Spain Makes a Stand Against Social Media Platforms’ Disappointing Ethical Failures

2/10/2026

On Tuesday, February 3rd, Spanish Prime Minister Pedro Sánchez announced that Spain will be joining a growing number of countries that are banning social media for children under the age of 16. This trend began last December with Australia, which became the first country to implement a nationwide ban on social media – including TikTok, YouTube, and Instagram – for anyone under 16. Company compliance is enforced through fines of up to the equivalent of almost $35 million USD. Since then, many other countries, including France, Denmark, Italy, the UK, and now Spain, have proposed similar laws. However, these sweeping bans and the wide political support for them globally raise the question of why they are becoming necessary in the first place. 

The correlation between social media and depression in adolescents has been recognized for over a decade. A causal link between social media use and depression was established more than seven years ago by the University of Pennsylvania. Social media has been known for quite a while to cause or at least fuel body image issues, including body dysmorphic disorder. Children and young adolescents are especially at risk of developing these issues because of their increased neuroplasticity, and it’s clear that the impact of social media on their mental health can be severe.
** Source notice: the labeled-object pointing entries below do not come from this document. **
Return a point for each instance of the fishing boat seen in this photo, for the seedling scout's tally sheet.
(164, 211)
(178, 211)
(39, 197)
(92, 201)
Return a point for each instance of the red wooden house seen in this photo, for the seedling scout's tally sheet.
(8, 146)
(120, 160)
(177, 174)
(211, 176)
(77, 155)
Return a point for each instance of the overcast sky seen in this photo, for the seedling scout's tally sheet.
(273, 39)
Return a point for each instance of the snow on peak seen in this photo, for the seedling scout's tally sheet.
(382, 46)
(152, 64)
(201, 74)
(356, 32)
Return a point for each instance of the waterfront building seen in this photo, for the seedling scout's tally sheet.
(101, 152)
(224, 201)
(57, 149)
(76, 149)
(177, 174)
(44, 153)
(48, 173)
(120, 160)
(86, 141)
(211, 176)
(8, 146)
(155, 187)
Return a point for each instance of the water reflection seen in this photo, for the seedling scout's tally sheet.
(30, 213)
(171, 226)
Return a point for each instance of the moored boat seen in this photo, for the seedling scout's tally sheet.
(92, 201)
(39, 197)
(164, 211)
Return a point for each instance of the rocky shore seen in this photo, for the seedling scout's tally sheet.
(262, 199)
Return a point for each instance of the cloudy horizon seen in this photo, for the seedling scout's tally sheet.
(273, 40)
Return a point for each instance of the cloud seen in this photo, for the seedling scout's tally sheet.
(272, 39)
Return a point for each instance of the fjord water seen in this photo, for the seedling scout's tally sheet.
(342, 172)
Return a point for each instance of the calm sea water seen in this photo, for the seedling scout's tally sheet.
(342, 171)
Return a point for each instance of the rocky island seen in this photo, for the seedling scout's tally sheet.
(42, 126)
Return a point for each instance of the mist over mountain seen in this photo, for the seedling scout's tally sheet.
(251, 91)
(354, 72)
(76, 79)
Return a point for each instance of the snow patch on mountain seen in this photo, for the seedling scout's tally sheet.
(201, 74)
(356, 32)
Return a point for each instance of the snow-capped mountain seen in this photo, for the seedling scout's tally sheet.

That’s without even mentioning that many of these platforms expose children to sexual predators as well as shocking, violent content. Children not old enough to watch R-rated movies are recommended videos of death and grievous injury, and these platforms amplify and normalize extreme misogynistic viewpoints

The engineers behind social media algorithms and user interfaces have known about these issues for years. Responses have been underwhelming. It’s been less than one and a half years since Meta introduced teen accounts for Instagram, and they seem to have missed the mark. One 2025 study found that over the course of just one month, 60% of 13-15-year-olds experienced unsafe content or unwanted messages from strangers. Other individuals have found that options to filter out offensive words or phrases prove largely ineffective. The greater issue here may be that the fundamental mechanics of the apps remain unchanged: content recommendations that boost engagement through amplifying extreme content, inherent promotion of social comparison, and endless feeds optimized for maximum engagement.

Even platforms that appear more innocuous, like YouTube, clearly are not prioritizing real action to safeguard children. According to the Pew Research Center, 85% of parents with young children report that those children watch YouTube. The American Academy of Pediatrics (AAP) highlights a 2020 study that found 95% of early childhood videos targeted towards 0-8-year-olds contained advertisements. 20% of these featured inappropriate content, including violent video games, sexual content, drugs/alcohol, or political issues. 45% of the videos pushed products to children. The AAP noted the importance of these statistics, given that these ads often function to direct children’s attention away from educational content, meaning that age-inappropriate messages can become the sole focus of young children. 

It should go without saying that engineers should hold themselves to higher ethical standards where children are involved. Children are a vulnerable, non-consenting population, and they are shaped by the products and media they are exposed to. The dozens of billions of dollars these platforms rake in every year from minors are not worth the lasting trauma they can inflict, but that revenue does seem to be incentivizing companies to make only cosmetic changes when it comes to child safety. As stated by Bryn Austin, professor in the Department of Social and Behavioral Sciences of Harvard University, these platforms have “overwhelming financial incentives to continue to delay taking meaningful steps to protect children.” In practice, that is taking priority over the ethical standards of engineering. 

In this way, Spain’s decision – and the decisions of all the countries before and to follow – reflects the deep and pervasive failure to uphold ethical standards in this area of software engineering. It’s a disappointing reality that these governments are forced to protect citizens from such poor prioritization.